A Sezze sono 25 e a Roccagorga ve ne sono 15.


In 10 anni quante rifugiate è riuscita a sistemare?

Più di 1000.


Che storie hanno alle loro spalle?

Storie di violenza, di prigione, di torture, di perdita di familiari e di figli.


Può raccontare una storia che più l’ha colpita?

Sono tante, perché nel Centro di Sezze arrivano i casi più vulnerabili. Per esempio una donna a cui hanno ucciso il marito e lo hanno lasciato per terra davanti ai suoi bambini Quando i militari sono andati via alcune persone li hanno presi e li hanno consegnati ai loro familiari.
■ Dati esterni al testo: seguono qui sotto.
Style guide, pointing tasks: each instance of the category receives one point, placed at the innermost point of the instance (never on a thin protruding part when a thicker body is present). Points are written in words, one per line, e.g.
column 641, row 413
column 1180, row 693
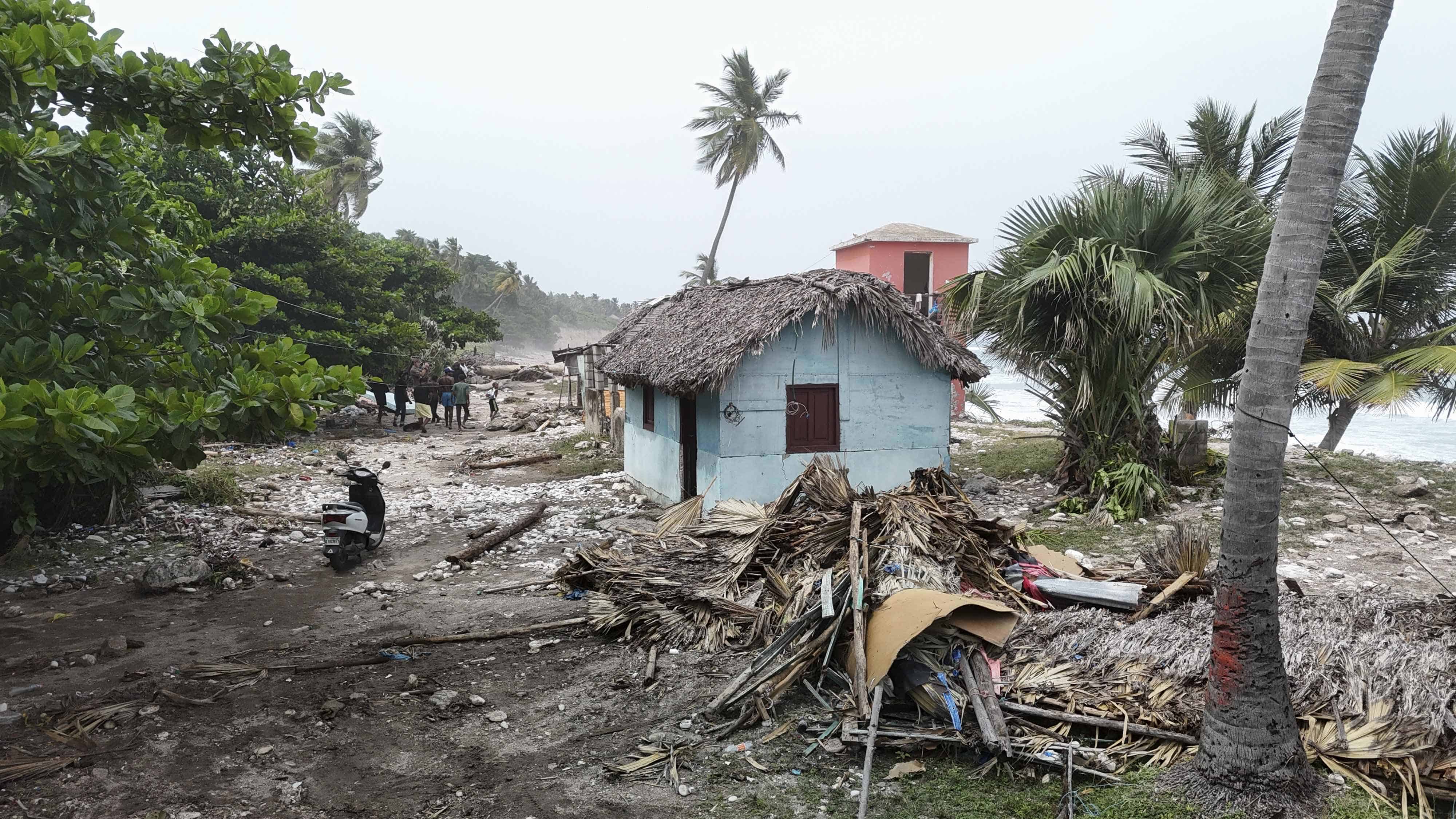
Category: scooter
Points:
column 353, row 528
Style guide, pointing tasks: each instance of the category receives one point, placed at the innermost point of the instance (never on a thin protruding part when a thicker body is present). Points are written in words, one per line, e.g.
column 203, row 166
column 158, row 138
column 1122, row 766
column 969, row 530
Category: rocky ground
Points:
column 518, row 728
column 1329, row 544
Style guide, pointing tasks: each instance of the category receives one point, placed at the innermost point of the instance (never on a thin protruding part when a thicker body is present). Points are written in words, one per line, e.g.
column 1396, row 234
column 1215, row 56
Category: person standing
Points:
column 462, row 401
column 401, row 395
column 448, row 398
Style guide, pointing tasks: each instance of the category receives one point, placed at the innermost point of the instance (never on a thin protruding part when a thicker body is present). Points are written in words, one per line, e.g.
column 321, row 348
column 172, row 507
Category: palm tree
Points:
column 1097, row 298
column 704, row 273
column 1250, row 749
column 507, row 282
column 1219, row 142
column 1388, row 289
column 346, row 165
column 739, row 123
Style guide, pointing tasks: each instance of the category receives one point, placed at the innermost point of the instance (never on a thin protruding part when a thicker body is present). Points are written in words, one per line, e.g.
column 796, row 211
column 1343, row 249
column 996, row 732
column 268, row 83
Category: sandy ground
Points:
column 529, row 728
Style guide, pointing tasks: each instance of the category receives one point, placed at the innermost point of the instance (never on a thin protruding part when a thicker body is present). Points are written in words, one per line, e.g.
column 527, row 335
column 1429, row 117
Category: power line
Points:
column 1342, row 484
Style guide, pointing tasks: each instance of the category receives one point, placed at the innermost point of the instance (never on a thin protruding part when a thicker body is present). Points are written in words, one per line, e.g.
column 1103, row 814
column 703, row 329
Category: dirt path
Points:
column 569, row 706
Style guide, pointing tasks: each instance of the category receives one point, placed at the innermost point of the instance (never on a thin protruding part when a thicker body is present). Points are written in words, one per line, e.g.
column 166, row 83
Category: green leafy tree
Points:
column 1099, row 296
column 704, row 273
column 347, row 167
column 739, row 123
column 120, row 344
column 1387, row 301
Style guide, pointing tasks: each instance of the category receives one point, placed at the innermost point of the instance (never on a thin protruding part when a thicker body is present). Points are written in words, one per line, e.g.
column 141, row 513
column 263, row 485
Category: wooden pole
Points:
column 500, row 537
column 1097, row 722
column 870, row 749
column 481, row 636
column 857, row 592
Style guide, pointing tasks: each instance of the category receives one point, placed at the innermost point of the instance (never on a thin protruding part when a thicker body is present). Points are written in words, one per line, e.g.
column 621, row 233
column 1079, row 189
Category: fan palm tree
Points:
column 704, row 273
column 739, row 123
column 346, row 165
column 1097, row 296
column 507, row 282
column 1387, row 298
column 1222, row 143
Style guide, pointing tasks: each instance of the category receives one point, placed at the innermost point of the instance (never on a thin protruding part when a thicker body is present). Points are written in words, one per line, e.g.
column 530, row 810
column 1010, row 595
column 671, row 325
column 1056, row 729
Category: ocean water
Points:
column 1415, row 435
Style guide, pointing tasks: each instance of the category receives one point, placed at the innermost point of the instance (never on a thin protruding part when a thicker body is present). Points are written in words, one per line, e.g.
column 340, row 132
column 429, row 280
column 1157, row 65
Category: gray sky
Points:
column 553, row 133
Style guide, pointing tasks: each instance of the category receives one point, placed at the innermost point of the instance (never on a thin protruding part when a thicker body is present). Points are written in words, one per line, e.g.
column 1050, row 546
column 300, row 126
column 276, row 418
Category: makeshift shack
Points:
column 733, row 388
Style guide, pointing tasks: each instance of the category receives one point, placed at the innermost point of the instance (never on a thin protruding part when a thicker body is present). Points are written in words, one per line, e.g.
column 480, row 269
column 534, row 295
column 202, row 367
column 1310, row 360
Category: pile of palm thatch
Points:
column 1372, row 684
column 743, row 575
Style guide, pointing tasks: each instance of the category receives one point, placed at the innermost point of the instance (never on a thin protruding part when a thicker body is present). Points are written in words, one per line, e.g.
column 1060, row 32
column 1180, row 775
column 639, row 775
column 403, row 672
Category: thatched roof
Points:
column 694, row 341
column 905, row 232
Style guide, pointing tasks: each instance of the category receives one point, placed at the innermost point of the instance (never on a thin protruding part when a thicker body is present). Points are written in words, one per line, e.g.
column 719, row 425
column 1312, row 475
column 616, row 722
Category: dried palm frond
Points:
column 1183, row 550
column 18, row 768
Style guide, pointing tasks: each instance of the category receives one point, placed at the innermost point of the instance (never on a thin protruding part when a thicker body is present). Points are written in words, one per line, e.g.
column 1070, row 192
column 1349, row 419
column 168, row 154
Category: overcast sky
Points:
column 553, row 135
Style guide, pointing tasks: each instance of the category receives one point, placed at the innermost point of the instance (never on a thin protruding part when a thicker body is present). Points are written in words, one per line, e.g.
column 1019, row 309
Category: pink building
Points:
column 917, row 260
column 914, row 258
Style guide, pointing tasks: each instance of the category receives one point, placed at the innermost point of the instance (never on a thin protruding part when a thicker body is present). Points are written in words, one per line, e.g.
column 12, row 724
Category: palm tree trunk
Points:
column 1339, row 423
column 713, row 254
column 1250, row 741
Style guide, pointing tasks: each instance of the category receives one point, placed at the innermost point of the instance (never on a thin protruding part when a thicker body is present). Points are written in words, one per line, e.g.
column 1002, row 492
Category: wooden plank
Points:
column 1163, row 597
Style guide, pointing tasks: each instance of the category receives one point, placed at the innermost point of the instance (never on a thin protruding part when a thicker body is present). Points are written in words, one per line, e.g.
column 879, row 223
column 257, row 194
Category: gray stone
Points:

Ma questi, per non testimoniare quello che era accaduto, li hanno spediti in un altro Paese africano e hanno dato loro del denaro per farli giungere in Italia.


Restano in Italia le rifugiate che passano dal suo Centro?

Tante sì. Abbiamo avuto cinque rimpatri. Qualcuna di loro è andata a ricongiungersi con i familiari che abitano in altri paesi europei: Belgio, Francia, ecc. Però noi cerchiamo di non tenere molle donne nel territorio di Sezze, che ha solo 25 mila abitanti. Per questo motivo cerchiamo di creare una rete anche con gli altri Centri del Ministero degli Interni. Li mandiamo sia al Nord Italia, dove c’è più lavoro, che al Sud. In pratica su tutto il territorio nazionale.


Dalla sua cooperativa passano solo donne africane?

Ho chiesto al Ministero di ospitare soprattutto africane: etiopi, somale, congolesi, nigeriane. Però alcune volte mi mandano anche donne di altre nazionalità, soprattutto curde, afgane, pakistane.


È cristiana?

Sono cattolica.


Cosa aggiunge la fede al suo impegno sociale?

Un abbraccio, la sincerità, la disponibilità.


Nostalgia del Ruanda, dei beni di famiglia che ha lasciato quando è dovuta scappare?

Non  ho nostalgia. Ho sofferto tanto che non ho avuto tempo di elaborare tutto ciò che mi è capitato. Ho paura di guardare indietro. Ho paura di soffrire. Sono arrivata qui con i miei figli e dovevo pensare a lavorare, a fare di tutto per crescerli, per dare loro la possibilità di studiare. Fermarmi dopo 17 anni per piangere di nuovo, no! Ancora non ho questo coraggio.